0

I need to substitute owl:Class in the following text with the LP number

Input

<owl:Class rdf:about="https://loinc.org/LP173100-1">
        <rdfs:subClassOf rdf:resource="https://loinc.org/LP410935-3"/>
        <rdfs:label rdf:datatype="http://www.w3.org/2001/XMLSchema#string">Counseling (LP)</rdfs:label>
        <skos:prefLabel rdf:datatype="http://www.w3.org/2001/XMLSchema#string">Counseling</skos:prefLabel>
        <loinc:hasCode rdf:datatype="http://www.w3.org/2001/XMLSchema#string">LP173100-1</loinc:hasCode>
    </owl:Class>

so that the substituted output looks like the following

Output

<LP173100-1 rdf:about="https://loinc.org/LP173100-1">
        <rdfs:subClassOf rdf:resource="https://loinc.org/LP410935-3"/>
        <rdfs:label rdf:datatype="http://www.w3.org/2001/XMLSchema#string">Counseling (LP)</rdfs:label>
        <skos:prefLabel rdf:datatype="http://www.w3.org/2001/XMLSchema#string">Counseling</skos:prefLabel>
        <loinc:hasCode rdf:datatype="http://www.w3.org/2001/XMLSchema#string">LP173100-1</loinc:hasCode>
    </LP173100-1>

I have used s/\(owl:Class\)\(.*org\/\)\(LP.*\)"/\3\2\3/g for the first line but I don't know how to apply it on the last line. Is there a more elegant solution? I have a huge file where I need to do such substitution.

I am using a Centos OS 7.7 Linux machine.

user2979872
  • 413
  • 1
  • 9
  • 20
  • 1
    Are you trying to replace a tag name in an xml node with a string like `"LP173100-1"`? If so, you should know xml tag names can't have `"` around them.
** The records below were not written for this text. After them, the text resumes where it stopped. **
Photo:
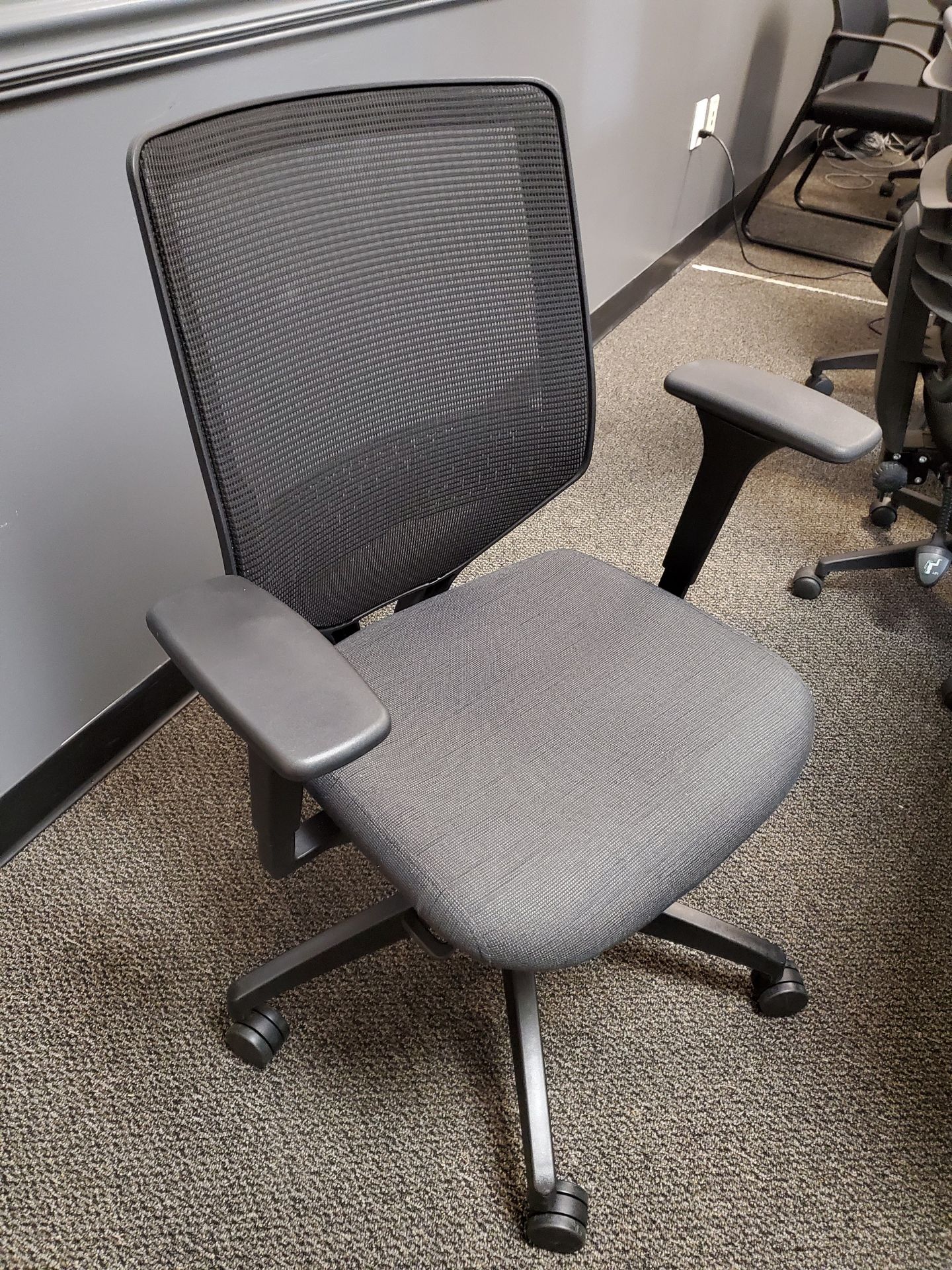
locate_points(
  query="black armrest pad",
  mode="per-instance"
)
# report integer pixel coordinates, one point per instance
(270, 675)
(775, 408)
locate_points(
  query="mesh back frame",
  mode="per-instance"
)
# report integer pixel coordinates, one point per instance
(861, 18)
(376, 304)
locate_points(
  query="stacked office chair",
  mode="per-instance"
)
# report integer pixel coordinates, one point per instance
(916, 443)
(842, 97)
(376, 308)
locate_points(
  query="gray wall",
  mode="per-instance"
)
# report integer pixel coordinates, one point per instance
(102, 508)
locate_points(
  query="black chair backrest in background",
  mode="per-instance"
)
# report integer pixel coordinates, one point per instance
(376, 302)
(861, 18)
(920, 290)
(932, 286)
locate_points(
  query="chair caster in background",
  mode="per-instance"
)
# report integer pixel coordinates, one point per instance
(807, 585)
(258, 1037)
(883, 512)
(779, 999)
(561, 1224)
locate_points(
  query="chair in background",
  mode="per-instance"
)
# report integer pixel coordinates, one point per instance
(916, 444)
(376, 308)
(937, 75)
(842, 97)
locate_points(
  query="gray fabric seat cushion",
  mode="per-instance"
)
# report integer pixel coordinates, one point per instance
(571, 751)
(879, 107)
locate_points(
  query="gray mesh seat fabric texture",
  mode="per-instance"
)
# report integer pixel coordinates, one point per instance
(571, 751)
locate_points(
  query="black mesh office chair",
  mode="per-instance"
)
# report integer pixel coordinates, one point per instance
(937, 75)
(376, 308)
(842, 97)
(916, 443)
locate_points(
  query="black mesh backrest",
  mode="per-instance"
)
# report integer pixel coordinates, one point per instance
(377, 306)
(861, 18)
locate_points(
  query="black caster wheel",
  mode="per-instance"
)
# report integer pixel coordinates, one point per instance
(258, 1037)
(883, 513)
(807, 585)
(561, 1226)
(781, 997)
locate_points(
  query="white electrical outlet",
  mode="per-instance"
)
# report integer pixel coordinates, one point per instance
(698, 125)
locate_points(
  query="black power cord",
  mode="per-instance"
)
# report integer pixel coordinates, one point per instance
(763, 269)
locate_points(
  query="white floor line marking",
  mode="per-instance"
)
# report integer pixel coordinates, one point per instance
(781, 282)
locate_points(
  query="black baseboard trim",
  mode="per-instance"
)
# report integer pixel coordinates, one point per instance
(58, 783)
(634, 294)
(55, 785)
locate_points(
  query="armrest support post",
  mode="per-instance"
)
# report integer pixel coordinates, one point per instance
(285, 842)
(729, 458)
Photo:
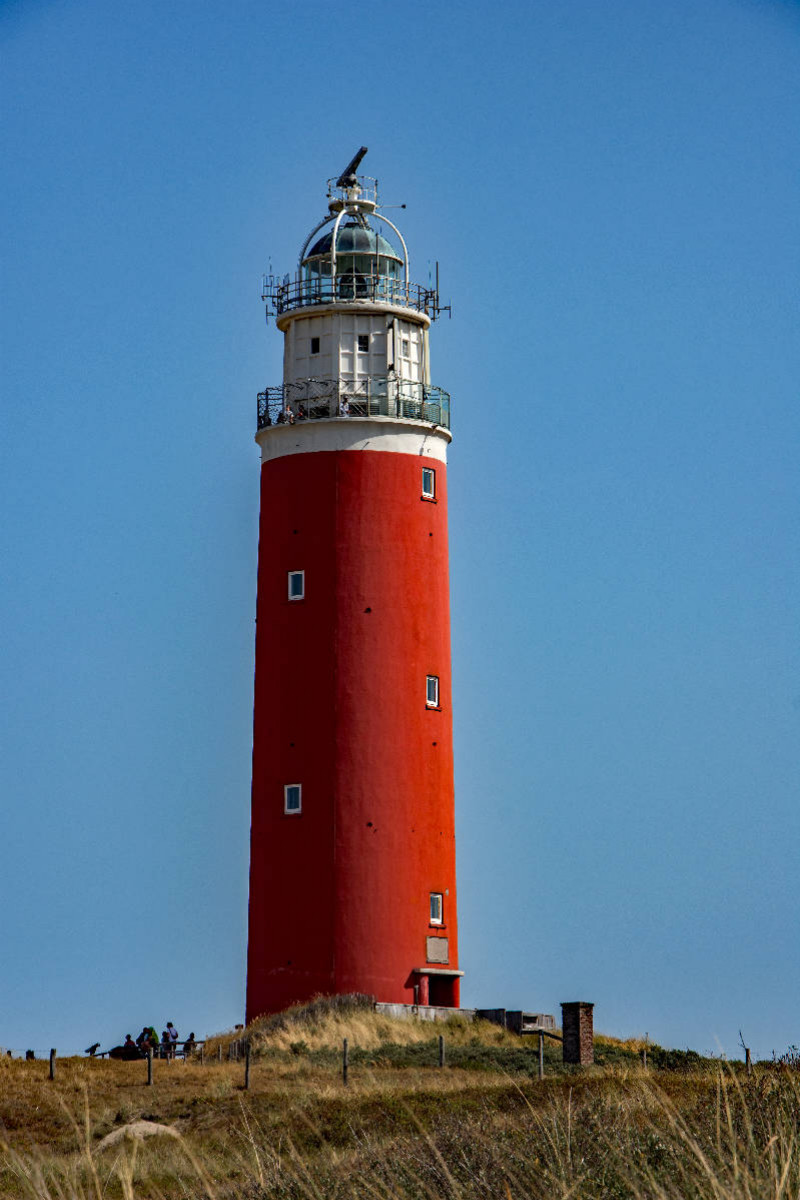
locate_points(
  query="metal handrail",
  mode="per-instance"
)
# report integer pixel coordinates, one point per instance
(374, 396)
(286, 295)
Maybe you mean replace with `LP173100-1`? – Jack Fleeting Jul 14 '20 at 14:31
  • @JackFleeting Thanks for pointing it out. I made the change – user2979872 Jul 14 '20 at 14:34
  • 3
    Do you really want to use `sed` for this? Using an XML tool will probably be both easier and more robust. – tripleee Jul 14 '20 at 14:39
  • @tripleee I am open to suggestions. I just happen to be new to XML and sed – user2979872 Jul 14 '20 at 14:41
  • 1
    Probably see also https://meta.stackoverflow.com/questions/261561/please-stop-linking-to-the-zalgo-anti-cthulhu-regex-rant which mainly talks about HTML, but of course the same broad reasoning applies to any XML application or indeed any structured format. – tripleee Jul 14 '20 at 14:43
  • 2
    In that case, Lesson 1: `sed` is not appropriate for XML. – chepner Jul 14 '20 at 15:16
  • 1
    Absolutely agree w/ @chepner: xml and regex are like oil and water. Use something like xidel or xmlstarlet. – Jack Fleeting Jul 14 '20 at 16:01

1 Answers1

0

You can replace the \n symbol with a different one (such that is not located anywhere else inside the file) and then continue working as usual.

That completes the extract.